Javert took to coming, as the year turned toward autumn, with a bottle of wine better than what any of them would buy for themselves, or a bowl of fresh pears bought at the market, or a dozen sweet cakes of a type he had learned that Valjean particularly liked. Valjean would eat them even if he had eaten nothing else that evening, perhaps out of a sense of duty toward a guest, perhaps because he had forgotten not to. Some days Javert would extend his visits via the mechanism of his agents, who would return punctually after their hour's frolic in the garden, to chatter their report to him; whereupon he would ask if he might stay a little longer, as his rooms were in a quarter with few gardens, and none so interesting for squirrels as that at the Rue Plumet. After awhile, they learned on their own to return later and later every week.

This stratagem worked to some extent. During Javert's visits, which even now ended more often than not in Javert standing up in outrage at something Valjean had asserted about the relations of man to man or the morality of the world, jamming his hat on his head, whistling for his squirrels, and storming majestically down the passageway - during that time Valjean seemed, if not happy, then at least livelier: And exactly one week later, no matter how stormy the argument, Javert would reappear, as punctual as ever, remove his hat and coat, bit adieu to his assistants, and sit down at the table, prepared again to listen and to think.

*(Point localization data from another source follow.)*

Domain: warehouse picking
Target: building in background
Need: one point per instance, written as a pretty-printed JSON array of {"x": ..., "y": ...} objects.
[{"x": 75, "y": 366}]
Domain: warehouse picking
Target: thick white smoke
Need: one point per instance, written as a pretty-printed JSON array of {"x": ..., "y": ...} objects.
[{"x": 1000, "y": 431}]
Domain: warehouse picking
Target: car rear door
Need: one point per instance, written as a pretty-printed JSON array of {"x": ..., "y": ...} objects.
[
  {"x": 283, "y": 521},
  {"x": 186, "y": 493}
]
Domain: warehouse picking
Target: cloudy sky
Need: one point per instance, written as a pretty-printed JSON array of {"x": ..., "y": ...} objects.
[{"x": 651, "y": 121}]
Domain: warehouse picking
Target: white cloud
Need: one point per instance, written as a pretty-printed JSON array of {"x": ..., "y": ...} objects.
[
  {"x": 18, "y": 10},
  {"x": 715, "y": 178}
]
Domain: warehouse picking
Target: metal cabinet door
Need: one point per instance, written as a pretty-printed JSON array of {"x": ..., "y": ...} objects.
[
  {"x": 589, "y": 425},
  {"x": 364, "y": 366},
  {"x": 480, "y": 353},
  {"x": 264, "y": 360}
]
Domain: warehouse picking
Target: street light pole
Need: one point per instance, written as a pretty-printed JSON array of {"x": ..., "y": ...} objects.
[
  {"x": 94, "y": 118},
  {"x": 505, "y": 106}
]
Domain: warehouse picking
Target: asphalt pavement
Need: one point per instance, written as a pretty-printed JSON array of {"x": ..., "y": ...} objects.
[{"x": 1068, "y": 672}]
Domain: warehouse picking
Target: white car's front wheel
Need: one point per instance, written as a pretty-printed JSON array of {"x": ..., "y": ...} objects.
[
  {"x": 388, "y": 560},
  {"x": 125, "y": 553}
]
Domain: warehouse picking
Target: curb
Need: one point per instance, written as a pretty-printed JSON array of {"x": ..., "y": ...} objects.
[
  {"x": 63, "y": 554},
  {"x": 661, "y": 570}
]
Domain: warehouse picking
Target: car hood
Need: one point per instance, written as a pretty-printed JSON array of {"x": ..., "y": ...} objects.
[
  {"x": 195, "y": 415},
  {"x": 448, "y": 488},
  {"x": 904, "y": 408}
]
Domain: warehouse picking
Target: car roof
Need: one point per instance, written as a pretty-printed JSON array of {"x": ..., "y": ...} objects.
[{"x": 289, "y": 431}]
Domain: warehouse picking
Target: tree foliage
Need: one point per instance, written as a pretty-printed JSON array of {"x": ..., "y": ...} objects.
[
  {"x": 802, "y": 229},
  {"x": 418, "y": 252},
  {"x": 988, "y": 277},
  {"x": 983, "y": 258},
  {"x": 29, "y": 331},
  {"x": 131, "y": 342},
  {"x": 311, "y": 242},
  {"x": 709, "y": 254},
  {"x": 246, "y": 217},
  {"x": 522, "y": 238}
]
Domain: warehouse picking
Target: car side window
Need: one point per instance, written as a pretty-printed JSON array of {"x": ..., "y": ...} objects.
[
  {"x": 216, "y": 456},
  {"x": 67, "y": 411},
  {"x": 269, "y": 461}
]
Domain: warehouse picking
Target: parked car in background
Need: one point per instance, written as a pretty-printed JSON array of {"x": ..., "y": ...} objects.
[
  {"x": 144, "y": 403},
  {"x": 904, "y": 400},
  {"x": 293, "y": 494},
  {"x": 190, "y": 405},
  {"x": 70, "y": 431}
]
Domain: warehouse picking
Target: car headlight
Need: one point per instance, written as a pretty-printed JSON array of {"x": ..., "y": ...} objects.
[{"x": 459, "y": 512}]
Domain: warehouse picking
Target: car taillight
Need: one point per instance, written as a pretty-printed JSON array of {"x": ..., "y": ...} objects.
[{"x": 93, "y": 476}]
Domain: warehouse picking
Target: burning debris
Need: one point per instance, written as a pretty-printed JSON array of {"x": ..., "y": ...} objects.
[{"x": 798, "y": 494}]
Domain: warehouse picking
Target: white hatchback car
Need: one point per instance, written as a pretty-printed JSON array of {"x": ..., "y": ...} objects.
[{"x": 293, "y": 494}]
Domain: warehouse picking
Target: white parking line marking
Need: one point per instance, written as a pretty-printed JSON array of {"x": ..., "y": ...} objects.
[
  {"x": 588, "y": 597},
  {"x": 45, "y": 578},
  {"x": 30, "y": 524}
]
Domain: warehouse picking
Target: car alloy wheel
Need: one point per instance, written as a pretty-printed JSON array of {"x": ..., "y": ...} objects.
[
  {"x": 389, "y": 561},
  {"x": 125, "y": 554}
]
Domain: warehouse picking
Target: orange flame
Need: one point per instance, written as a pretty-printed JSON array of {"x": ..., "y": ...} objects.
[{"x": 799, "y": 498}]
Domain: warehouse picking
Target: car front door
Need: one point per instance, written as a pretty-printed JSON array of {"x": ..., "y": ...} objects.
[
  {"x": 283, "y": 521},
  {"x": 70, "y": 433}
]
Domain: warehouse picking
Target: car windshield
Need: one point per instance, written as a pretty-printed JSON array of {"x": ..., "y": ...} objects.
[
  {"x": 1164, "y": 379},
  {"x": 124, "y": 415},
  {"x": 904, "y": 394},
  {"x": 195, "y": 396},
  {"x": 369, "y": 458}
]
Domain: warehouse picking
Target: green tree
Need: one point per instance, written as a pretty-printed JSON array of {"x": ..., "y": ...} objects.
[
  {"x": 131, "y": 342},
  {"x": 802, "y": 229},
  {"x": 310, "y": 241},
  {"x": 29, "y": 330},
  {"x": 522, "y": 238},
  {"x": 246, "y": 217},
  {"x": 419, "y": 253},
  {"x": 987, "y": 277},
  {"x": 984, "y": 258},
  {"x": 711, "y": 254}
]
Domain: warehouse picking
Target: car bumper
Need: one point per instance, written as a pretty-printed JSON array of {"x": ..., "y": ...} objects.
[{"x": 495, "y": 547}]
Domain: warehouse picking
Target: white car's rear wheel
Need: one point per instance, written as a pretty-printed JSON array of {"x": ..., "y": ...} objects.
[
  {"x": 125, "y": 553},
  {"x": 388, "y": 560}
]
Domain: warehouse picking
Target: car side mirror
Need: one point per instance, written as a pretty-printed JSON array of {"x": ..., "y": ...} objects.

As an excuse for staying beyond the one-hour term of the parole, the squirrels' need for air and exercise worked well enough, until the night in December (quite by chance, the day after the date had been set for a wedding) when, rather than run out for their constitutional, the squirrels instead walked cautiously up to Valjean, and then, seeing his lack of reaction, curled themselves on his shoulders, their tails securely wrapped like a furry scarf around his neck.

Valjean was entirely unsure what to do; he raised his hands toward his shoulders, dropped them again, and then said, with some of the severity he had been more accustomed to as a mayor than as a father, "What is this, Javert?"

"They've never done that before," Javert replied, with the dispassionate curiosity of a detective. "But it is their evening off: they may do as they wish, within the bounds of the law. Perhaps it is for the warmth."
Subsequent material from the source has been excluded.